Diagnostic Value of Molecular Testing in Sonographically Suspicious Thyroid Nodules

Affiliations

Diagnostic Value of Molecular Testing in Sonographically Suspicious Thyroid Nodules

Maxwell M Wang et al. J Endocr Soc. .

Abstract

Objective: Molecular testing can refine the diagnosis for the 20% of thyroid fine-needle aspiration biopsies that have indeterminate cytology. We assessed the diagnostic accuracy of molecular testing based on ultrasound risk classification.

Methods: This retrospective cohort study analyzed all thyroid nodules with indeterminate cytology at an academic US medical center (2012-2016).
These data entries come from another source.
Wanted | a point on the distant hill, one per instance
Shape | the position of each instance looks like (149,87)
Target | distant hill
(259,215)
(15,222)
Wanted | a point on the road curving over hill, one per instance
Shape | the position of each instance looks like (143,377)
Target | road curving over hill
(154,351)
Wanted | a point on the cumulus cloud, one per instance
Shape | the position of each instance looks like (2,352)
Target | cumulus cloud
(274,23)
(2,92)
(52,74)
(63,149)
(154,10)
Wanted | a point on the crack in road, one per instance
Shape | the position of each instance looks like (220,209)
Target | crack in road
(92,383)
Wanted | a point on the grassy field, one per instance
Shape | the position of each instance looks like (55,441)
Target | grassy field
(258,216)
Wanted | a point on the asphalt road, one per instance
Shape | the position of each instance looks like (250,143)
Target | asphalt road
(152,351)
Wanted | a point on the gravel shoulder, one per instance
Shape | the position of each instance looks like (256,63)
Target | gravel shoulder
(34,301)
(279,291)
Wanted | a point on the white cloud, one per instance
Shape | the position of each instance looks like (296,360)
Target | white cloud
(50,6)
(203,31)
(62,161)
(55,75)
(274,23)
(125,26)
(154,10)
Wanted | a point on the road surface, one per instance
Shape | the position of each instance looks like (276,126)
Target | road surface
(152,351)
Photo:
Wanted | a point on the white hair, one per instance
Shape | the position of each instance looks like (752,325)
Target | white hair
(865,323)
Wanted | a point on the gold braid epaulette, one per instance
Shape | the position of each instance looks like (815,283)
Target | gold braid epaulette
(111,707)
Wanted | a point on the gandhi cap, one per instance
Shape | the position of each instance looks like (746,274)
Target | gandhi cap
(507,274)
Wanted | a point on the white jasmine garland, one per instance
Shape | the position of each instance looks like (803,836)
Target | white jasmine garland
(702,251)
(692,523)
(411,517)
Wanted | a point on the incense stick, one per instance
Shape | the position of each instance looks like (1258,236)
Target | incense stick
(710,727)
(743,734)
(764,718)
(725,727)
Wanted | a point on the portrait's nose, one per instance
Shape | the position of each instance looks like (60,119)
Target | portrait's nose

All indeterminate nodules underwent reflexive molecular testing with the Afirma Gene Expression Classifier (GEC). Radiologists performed blinded reviews to categorize each nodule according to the American Thyroid Association (ATA) ultrasound classification and the American College of Radiology Thyroid Imaging, Reporting and Data System. GEC results and diagnostic performance were compared across ultrasound risk categories.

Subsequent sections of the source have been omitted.